またこの種のベルトは、身動きのできない患者の頚部に巻き付けて使用するものであるから、汗を吸い取り易く、また肌触りが良好で、しかも患者に圧迫感を与えることなく、患者の頚部の太さ等に合わせて、簡単、迅速に、且つ低コストで固定具合を調節できるよう形成されているのが望ましい。
またこの種のベルトは、カニューレが位置ずれすると患者の生命にも係わるから、患者が、例えば首を傾げても、カニューレを安定した状態で保持、固定できるよう形成されているのが望ましい。
【0004】
しかるに特許文献1に記載の従来品は、面状ファスナーをカニューレの支持フレームの貫通孔に通し、この面状ファスナーをバンドの外面の面状ファスナーにくっ付けてカニューレを固定する構造であった。
従って、従来品の場合は、面状ファスナーが患者の頚部に触れて不快感を患者に与えることがあり、また面状ファスナーが、寝具等に触れてくっ付く、という問題があった。
また従来品は、面状ファスナーを利用しているため、コストが高く付くのを避けられなかった。
また従来品は、1本の面状ファスナーで気管切開カニューレの支持フレームを横方向に引っ張ってカニューレを固定する構造のため、従来品によると、カニューレの支持フレームの動きを確実に抑えることができない、という問題点があった。
【先行技術文献】
【特許文献】
【0005】
【特許文献1】特開2008−264457号公報
【発明の概要】
【発明が解決しようとする課題】
【0006】
本発明は、このような従来品の問題点に鑑み、提案されたものである。
従って本発明の解決しようとする技術的課題は、首周りの違和感や不快感を軽減でき、長さや圧迫感の調節を楽にでき、カニューレを安定した状態で保持固定でき、しかも低廉化できるよう形成した気管切開カニューレ固定用ベルトを提供することにある。
【課題を解決するための手段】
【0007】
本発明は、上記の課題を解決するため、次のような技術的手段を採る。
即ち本発明は、図1等に示されるように、頚部1に回される帯状の本体部2と、この本体部2の両端から本体部2の長手方向に沿って延長状に突き出されている紐状部材3とで形成され、この紐状部材3を気管切開カニューレ4の支持フレーム5に連結して気管切開カニューレ4を頚部1に固定するのに使用する気管切開カニューレ固定用ベルトであって、上記の紐状部材3が、本体部2の幅方向に間隔Dをあけて本体部2の両端に夫々一対設けられていることを特徴とする(請求項1)。
【0008】
本発明の場合、本体部2と紐状部材3の材質は、任意であるが、肌触りを良くし、また価格を抑えることができるよう、両方とも綿等の布で形成されるのが好ましい。この場合、紐状部材3は、平紐でも丸紐でも良い。
【0009】
而して、本発明は、図1〜図4に示されるように、一対の紐状部材3が本体部2の両端から内方に離されて取り付けられ、本体部2の外面の両端側に、一対の紐状部材3を気管切開カニューレ4の支持フレーム5の貫通孔5aに通して輪状に結んだときの結び目6を配置するための箇所7が設けられているのが好ましい(請求項2)。

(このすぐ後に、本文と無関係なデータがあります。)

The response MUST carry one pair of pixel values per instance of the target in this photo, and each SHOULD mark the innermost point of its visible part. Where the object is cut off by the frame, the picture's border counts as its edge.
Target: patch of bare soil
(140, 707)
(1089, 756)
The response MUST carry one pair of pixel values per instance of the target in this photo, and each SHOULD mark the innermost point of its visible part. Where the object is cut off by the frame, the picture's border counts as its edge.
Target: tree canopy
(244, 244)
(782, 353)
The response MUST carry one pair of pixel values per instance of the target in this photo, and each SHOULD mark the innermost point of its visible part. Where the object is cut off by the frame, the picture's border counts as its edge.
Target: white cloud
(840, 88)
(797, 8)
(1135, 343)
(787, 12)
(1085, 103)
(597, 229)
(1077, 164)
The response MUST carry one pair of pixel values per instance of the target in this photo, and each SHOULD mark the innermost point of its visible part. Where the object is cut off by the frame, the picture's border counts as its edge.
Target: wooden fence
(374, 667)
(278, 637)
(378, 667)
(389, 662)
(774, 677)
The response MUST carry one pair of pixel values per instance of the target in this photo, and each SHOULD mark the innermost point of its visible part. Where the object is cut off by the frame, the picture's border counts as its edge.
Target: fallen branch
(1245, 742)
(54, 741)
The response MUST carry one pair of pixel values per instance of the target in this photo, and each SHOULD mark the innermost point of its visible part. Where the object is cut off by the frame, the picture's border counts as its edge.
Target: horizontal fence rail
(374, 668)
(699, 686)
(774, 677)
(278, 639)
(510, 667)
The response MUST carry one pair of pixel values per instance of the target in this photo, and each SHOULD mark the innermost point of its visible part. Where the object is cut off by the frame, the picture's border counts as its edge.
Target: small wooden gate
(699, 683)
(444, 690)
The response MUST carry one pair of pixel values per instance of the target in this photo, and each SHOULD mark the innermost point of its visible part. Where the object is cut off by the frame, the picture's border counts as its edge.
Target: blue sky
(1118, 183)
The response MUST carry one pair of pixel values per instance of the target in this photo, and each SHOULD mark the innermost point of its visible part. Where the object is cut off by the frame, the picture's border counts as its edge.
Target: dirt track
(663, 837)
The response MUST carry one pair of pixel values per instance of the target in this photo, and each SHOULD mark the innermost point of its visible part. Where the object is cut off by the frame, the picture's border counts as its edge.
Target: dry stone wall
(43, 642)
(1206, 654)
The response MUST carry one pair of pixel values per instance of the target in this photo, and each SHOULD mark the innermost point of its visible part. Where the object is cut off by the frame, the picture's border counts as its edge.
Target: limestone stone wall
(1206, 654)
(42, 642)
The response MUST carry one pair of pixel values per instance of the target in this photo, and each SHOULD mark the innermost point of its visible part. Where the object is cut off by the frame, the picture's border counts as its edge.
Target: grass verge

なぜならこれによると、結び目6が患者の頚部1に直接触れることを防止でき、結び目6を原因とする違和感や不快感を一掃できるからである。
【0010】
またこの場合、本発明は、図3に示されるように、一対の紐状部材3が、気管切開カニューレ4の支持フレーム5の貫通孔5aに通される長い紐状部材3aと、この長い紐状部材3aと結び合わされる短い紐状部材3bとで形成されているのが好ましい(請求項3)。
本発明は、図4等に示されるように、紐状部材3の両方が同じ長さに形成されているのでも良いが、この請求項3に記載の本発明品の場合は、紐状部材3の材料を節減でき、その分、本発明品を安価に提供できるからである。またこの場合は、長い紐状部材3aを支持フレーム5の貫通孔5aに通し、短い紐状部材3bと結び合わすことを視覚的に理解し易いからである。またこれによると、両方とも長く形成されている場合より、結び目6から垂れる部分の長さを短く抑えることができ、この種の垂れが頚部1に触れて患者に違和感や不快感を与える問題を解消できるからである。
【発明の効果】
【0011】
本発明は、このように気管切開カニューレの支持フレームに連結される紐状部材が、本体部の両端に、本体部の幅方向に間隔をあけて夫々一対設けられている。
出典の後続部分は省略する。